In contrast to the usual understanding of probabilistic systems as stochastic processes, recently these systems have also been regarded as transformers of probabilities. In this paper, we give a natural definition of strong bisimulation for probabilistic systems corresponding to this view that treats probability distributions as first-class citizens. Our definition applies in the same way to discrete systems as well as to systems with uncountable state and action spaces. Several examples demonstrate that our definition refines the understanding of behavioural equivalences of probabilistic systems. In particular, it solves a longstanding open problem concerning the representation of memoryless continuous time by memoryfull continuous time. Finally, we give algorithms for computing this bisimulation not only for finite but also for classes of uncountably infinite systems.

Verification of Open Interactive Markov Chains

by Tomáš Brázdil, Holger Hermanns, Jan Krčál, Jan Křetínský, Vojtěch Řehák, A full version of the paper presented at conference FSTTCS 2012. November 2012, 52 pages.

FIMU-RS-2012-04. Available as Postscript, PDF.

Abstract:

Interactive Markov chains (IMC) are compositional behavioral models extending both labeled transition systems and continuous-time Markov chains. IMC pair modeling convenience - owed to compositionality properties - with effective verification algorithms and tools - owed to Markov properties. Thus far however, IMC verification did not consider compositionality properties, but considered closed systems.

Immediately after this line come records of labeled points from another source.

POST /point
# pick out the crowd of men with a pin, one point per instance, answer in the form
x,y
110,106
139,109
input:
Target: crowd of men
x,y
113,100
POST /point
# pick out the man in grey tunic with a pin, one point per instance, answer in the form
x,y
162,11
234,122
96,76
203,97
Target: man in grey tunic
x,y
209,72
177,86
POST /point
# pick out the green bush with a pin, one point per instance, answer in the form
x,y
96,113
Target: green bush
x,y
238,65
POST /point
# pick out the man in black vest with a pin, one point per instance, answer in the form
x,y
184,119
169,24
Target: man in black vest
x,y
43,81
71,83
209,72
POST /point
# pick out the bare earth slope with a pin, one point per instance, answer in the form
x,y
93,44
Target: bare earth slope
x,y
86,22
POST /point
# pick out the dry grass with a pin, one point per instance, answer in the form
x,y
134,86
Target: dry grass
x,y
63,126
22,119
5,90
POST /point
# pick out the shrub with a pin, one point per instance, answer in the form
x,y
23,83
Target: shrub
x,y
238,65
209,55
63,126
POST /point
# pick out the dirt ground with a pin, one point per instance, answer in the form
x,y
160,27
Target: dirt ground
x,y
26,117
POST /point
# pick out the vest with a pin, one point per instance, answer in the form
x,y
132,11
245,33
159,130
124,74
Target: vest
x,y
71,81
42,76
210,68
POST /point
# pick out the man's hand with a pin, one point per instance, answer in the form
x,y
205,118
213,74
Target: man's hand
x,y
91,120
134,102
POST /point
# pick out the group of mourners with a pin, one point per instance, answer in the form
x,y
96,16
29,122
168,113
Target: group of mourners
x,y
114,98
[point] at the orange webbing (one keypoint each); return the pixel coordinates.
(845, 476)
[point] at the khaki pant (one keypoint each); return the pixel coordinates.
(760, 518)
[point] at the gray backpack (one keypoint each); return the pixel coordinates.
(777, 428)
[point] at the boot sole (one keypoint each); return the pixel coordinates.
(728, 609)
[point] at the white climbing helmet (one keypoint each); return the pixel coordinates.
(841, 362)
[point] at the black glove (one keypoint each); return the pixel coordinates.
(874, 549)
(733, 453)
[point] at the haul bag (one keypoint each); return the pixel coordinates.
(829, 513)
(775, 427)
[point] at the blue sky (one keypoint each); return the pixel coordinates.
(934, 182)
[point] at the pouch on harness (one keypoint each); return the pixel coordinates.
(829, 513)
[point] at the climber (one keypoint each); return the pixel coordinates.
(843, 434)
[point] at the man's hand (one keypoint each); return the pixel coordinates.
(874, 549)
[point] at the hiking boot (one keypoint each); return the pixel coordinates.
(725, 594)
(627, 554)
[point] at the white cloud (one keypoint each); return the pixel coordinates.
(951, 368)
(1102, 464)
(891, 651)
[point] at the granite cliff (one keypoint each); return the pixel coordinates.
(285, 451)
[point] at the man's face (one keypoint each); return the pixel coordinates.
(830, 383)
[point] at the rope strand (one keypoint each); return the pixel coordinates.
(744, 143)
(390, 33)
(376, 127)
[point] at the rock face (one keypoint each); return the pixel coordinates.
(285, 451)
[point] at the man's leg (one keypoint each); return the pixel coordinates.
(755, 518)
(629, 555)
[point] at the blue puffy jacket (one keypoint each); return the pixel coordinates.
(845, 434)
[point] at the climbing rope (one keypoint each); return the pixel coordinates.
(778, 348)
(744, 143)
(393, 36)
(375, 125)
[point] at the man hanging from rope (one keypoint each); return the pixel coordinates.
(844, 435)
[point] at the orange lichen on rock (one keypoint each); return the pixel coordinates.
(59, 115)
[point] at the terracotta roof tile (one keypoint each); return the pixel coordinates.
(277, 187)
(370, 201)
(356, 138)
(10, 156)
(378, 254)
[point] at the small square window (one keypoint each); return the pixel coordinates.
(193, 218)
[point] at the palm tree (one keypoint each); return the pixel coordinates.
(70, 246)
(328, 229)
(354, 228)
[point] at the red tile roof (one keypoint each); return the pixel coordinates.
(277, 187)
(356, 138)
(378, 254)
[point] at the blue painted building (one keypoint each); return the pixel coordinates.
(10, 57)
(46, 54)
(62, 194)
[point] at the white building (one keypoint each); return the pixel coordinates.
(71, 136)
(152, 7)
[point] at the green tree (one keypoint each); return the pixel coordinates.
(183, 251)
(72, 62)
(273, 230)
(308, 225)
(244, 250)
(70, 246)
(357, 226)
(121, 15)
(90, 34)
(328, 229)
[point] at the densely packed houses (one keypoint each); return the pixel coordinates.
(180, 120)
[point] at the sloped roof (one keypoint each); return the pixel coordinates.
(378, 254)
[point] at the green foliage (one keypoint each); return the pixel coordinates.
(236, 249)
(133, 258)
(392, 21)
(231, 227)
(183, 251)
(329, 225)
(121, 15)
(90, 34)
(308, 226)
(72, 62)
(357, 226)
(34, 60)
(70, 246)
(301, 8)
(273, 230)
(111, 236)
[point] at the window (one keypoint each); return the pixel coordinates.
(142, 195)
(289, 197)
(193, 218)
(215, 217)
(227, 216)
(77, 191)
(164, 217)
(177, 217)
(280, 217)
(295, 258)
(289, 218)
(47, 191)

This paper discusses the evaluation of IMC in an open and thus compositional interpretation. For this we embed the IMC into a game that is played with the environment. We devise algorithms that enable us to derive bounds on reachability probabilities that are assured to hold in any composition context.

Stochastic Real-Time Games with Qualitative Timed Automata Objectives

by Tomáš Brázdil, Jan Krčál, Jan Křetínský, Antonín Kučera, Vojtěch Řehák, A full version of the paper presented at CONCUR 2010. August 2010, 39 pages.

FIMU-RS-2010-05. Available as Postscript, PDF.

Abstract:

We consider two-player stochastic games over real-time probabilistic processes where the winning objective is specified by a timed automaton. The goal of player I is to play in such a way that the play (a timed word) is accepted by the timed automaton with probability one. Player II aims at the opposite. We prove that whenever player I has a winning strategy, then she also has a strategy that can be specified by a timed automaton. The strategy automaton reads the history of a play, and the decisions taken by the strategy depend only on the region of the resulting configuration. We also give an exponential-time algorithm which computes a winning timed automaton strategy if it exists.

Continuous-Time Stochastic Games with Time-Bounded Reachability

by Tomáš Brázdil, Vojtěch Forejt, Jan Krčál, Jan Křetínský, Antonín Kučera, A full version of the paper presented at FST&TCS 2009. October 2009, 46 pages.

FIMU-RS-2009-09. Available as Postscript, PDF.

Abstract:

We study continuous-time stochastic games with time-bounded reachability objectives. We show that each vertex in such a game has a value (i.e., an equilibrium probability), and we classify the conditions under which optimal strategies exist. Finally, we show how to compute optimal strategies in finite uniform games, and how to compute e-optimal strategies in finitely-branching games with bounded rates (for finite games, we provide detailed complexity estimations).